Learning to Read, One Tap at a Time

                                                                                                                         by dolanh cc-nc-sa2.0   

Three-fourths of U.S. families with young children now have mobile devices (e.g., smartphones, tablets). These accessible digital tools are equipped with touchscreens that respond instantly to a fingertip swipe and are just the right size for young children to handle, carry, and operate. However, the icon-based interface of touchscreens organizes space and image very differently than books. It's time to expand Marie Clay's familiar book-based Concepts About Print: the understandings that help readers move front to back, left to right, and top to bottom through a book or to focus on the black and white lines of print rather than the images when reading.

A child with a tablet balanced on her lap is learning that the touchscreen is organized by a grid of colorful squarish icons that represent software applications, and importantly with little or no print.


Each icon opens an app at the touch of a finger and reading involves more taps…on arrows, “x”, checkmark, trashcan, pencil, plus signs and so on. These icons are not arranged in the orderly rows of print on a page but are scattered along the top, bottom, or corners of the screen. 

I argue that touchscreen technologies operate with an expanded set of conventions for interactive modes including finger swipes, icon recognition, and voice controls; in other words Concepts Beyond Print. (For more details, see a forthcoming chapter in the book Reclaiming Early Literacy edited by Kathryn Whitmore and Rick Meyer.) 

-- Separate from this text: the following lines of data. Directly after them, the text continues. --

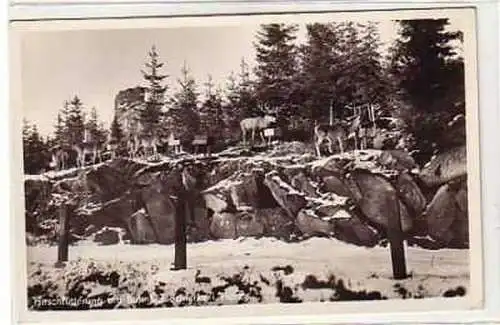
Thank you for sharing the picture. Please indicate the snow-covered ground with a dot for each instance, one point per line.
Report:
(432, 272)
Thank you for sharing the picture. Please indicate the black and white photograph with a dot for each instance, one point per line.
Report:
(254, 160)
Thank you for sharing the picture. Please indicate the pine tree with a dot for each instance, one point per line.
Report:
(319, 58)
(60, 130)
(116, 131)
(75, 123)
(35, 150)
(152, 113)
(211, 115)
(95, 127)
(183, 117)
(276, 64)
(426, 69)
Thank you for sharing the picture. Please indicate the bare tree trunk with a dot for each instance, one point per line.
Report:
(396, 241)
(180, 255)
(62, 249)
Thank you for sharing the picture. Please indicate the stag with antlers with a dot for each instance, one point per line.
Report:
(88, 146)
(257, 124)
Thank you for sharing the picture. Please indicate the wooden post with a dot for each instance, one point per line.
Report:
(62, 249)
(331, 113)
(396, 242)
(180, 255)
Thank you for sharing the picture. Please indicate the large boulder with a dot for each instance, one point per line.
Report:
(445, 167)
(140, 227)
(379, 202)
(398, 160)
(351, 229)
(160, 207)
(311, 224)
(304, 184)
(335, 185)
(223, 225)
(218, 197)
(291, 200)
(244, 192)
(248, 224)
(108, 236)
(277, 222)
(442, 213)
(410, 194)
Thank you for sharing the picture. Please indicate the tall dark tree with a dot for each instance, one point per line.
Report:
(429, 74)
(116, 131)
(182, 116)
(75, 123)
(95, 127)
(276, 64)
(319, 59)
(35, 150)
(152, 113)
(59, 130)
(211, 115)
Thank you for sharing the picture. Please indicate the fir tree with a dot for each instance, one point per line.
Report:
(276, 64)
(116, 131)
(75, 123)
(429, 74)
(211, 115)
(60, 130)
(151, 115)
(183, 116)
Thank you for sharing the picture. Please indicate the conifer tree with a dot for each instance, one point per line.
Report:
(211, 115)
(116, 131)
(151, 115)
(429, 75)
(183, 113)
(75, 123)
(276, 64)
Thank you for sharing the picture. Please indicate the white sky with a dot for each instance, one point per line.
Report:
(96, 64)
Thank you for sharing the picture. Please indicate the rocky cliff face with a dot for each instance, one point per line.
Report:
(295, 196)
(127, 104)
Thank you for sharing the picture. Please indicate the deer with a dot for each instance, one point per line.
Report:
(256, 124)
(174, 143)
(60, 157)
(148, 142)
(86, 147)
(330, 133)
(112, 147)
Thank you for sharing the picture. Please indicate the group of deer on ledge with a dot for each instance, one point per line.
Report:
(140, 145)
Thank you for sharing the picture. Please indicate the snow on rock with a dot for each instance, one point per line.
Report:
(253, 271)
(287, 197)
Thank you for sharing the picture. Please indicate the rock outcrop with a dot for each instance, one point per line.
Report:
(354, 197)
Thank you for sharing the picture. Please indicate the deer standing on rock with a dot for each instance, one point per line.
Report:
(88, 146)
(256, 124)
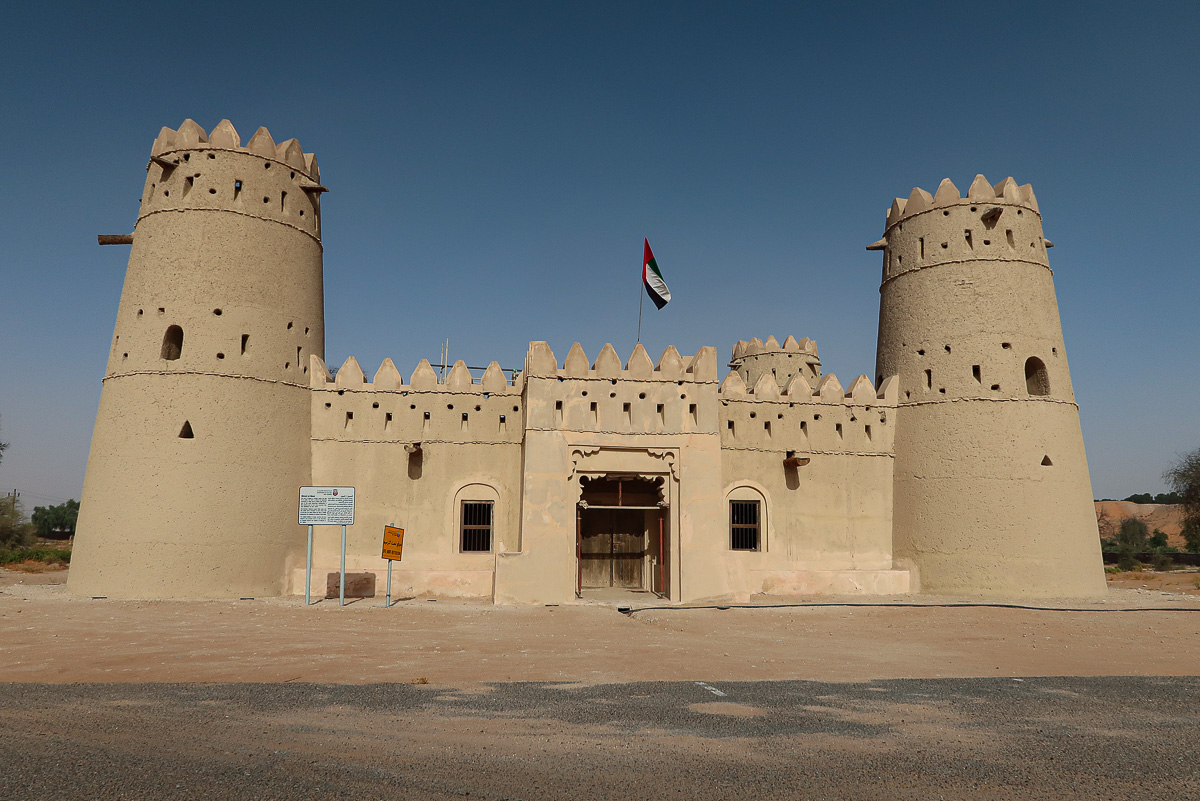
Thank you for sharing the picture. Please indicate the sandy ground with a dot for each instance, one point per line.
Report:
(1147, 626)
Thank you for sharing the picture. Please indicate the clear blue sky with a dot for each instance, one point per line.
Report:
(490, 162)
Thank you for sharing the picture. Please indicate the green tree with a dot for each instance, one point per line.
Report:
(57, 521)
(1131, 540)
(15, 529)
(1183, 476)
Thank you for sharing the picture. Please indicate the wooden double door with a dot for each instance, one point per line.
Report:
(612, 548)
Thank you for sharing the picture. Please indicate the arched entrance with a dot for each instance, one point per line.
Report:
(622, 535)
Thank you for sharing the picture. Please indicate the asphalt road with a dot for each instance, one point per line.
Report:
(1108, 738)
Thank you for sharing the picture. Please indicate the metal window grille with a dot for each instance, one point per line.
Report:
(744, 525)
(477, 525)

Today’s young children are learning printless ways of reading—one finger swipe at a time. With each tap, our emergent readers are learning interactive and flexible orientations to digital reading: recognizing icons as activators or portals, expecting a finger action to produce a screen change, and persisting when nothing happens, knowing that an area of the screen might contain an invisible icon that may appear when pressed. And accordingly, our teaching must change to recognize all that children already know.

1 comment:

  1. Karen, I agree! Building on that background knowledge not only empowers our students, but it pushes them to find out more. I am currently in a classroom where all students have an iPad and have found myself saying, "show me...(how to do something)" to my students. We are experiencing new apps together where we can all be teacher and student. Encouraging our students to be inquirers is a positive for them as they grow in life.